The point of Breed Health Surveys depends totally on “the exam question” you are setting out to answer. If the exam question is “what’s the biggest issue?”, most Breed Clubs’ surveys have been able to answer that. The KC’s 2004 and 2014 surveys did that too. If you want to know where to focus effort on improvement, asking about prevalence and age of diagnosis isn’t going to get you very far. You need to know about severity and welfare impact as well. Finally, if you want to know if there’s been any change (for the better or worse) over a period of time, you’d better make sure you’re measuring the same thing, in the same way, at the start and the end. Otherwise, you’ll end up with “Garbage in, Gospel out” with someone cherry-picking the results to suit their own argument!

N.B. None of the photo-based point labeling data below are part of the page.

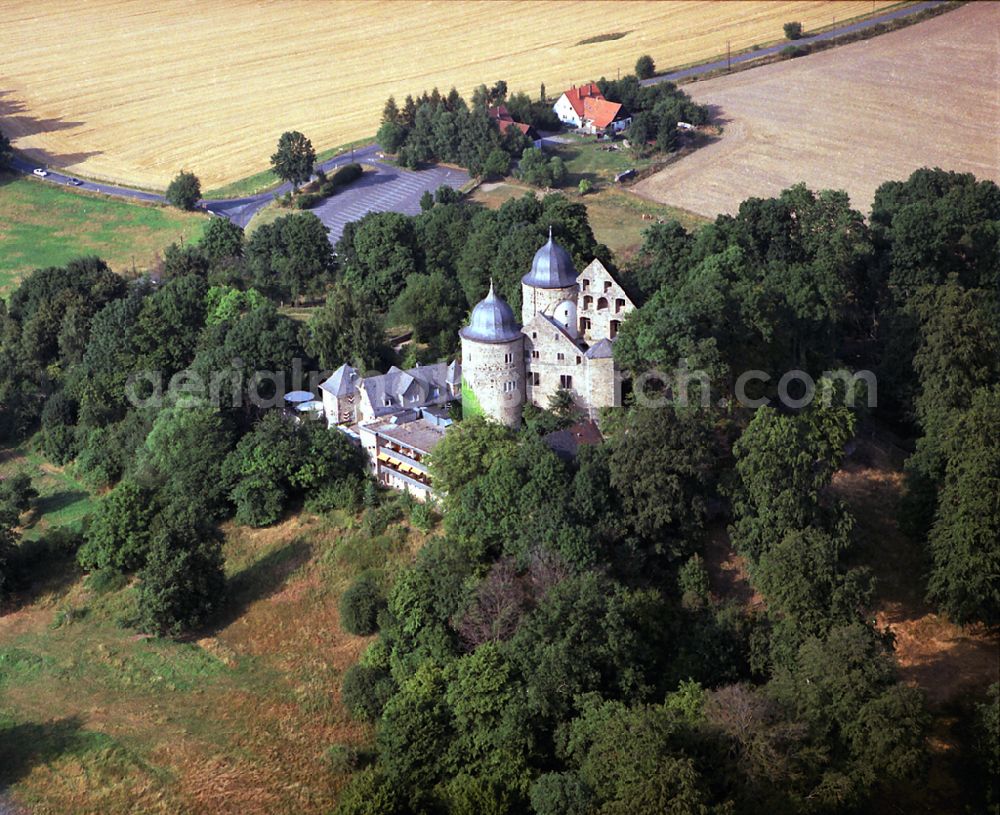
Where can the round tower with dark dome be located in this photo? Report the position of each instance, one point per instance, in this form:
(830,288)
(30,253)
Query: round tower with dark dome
(550,287)
(493,362)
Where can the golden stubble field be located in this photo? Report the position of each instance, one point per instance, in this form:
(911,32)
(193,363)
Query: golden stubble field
(131,91)
(850,118)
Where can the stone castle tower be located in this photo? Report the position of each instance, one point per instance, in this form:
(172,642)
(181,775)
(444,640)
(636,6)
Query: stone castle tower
(564,343)
(493,362)
(550,288)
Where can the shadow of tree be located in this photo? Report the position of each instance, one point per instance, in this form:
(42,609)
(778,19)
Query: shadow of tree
(24,746)
(17,123)
(260,579)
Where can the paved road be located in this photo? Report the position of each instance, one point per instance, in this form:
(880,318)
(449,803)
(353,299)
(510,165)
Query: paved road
(392,188)
(774,49)
(387,188)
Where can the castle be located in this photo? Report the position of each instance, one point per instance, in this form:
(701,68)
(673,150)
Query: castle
(563,342)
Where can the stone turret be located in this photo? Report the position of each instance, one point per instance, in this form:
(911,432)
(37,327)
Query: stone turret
(550,288)
(493,362)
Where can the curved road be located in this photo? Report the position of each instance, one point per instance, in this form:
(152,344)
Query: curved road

VetCompass gives us “big data”; breed health surveys give us “small data”. We need both, but most importantly, we need to define the “exam questions” before rushing off to design surveys, or to see if we have data already available.

I believe that all our breed club communities should be supporting the development and use of The Kennel Club’s Breed Health and Conservation Plans (BHCP). These are the most comprehensive documents that summarise the breadth of research available. Breed club officers and health representatives need to be familiar with the content for their own breed so that they can present a balanced and evidence-based argument when challenged about health and/or longevity.

More data won’t improve dog health or longevity

In September 2020, I said that data are necessary but not sufficient. I went on to explain that without human behaviour change, the lives of dogs will not improve. The missing science is that of Human Behaviour Change. 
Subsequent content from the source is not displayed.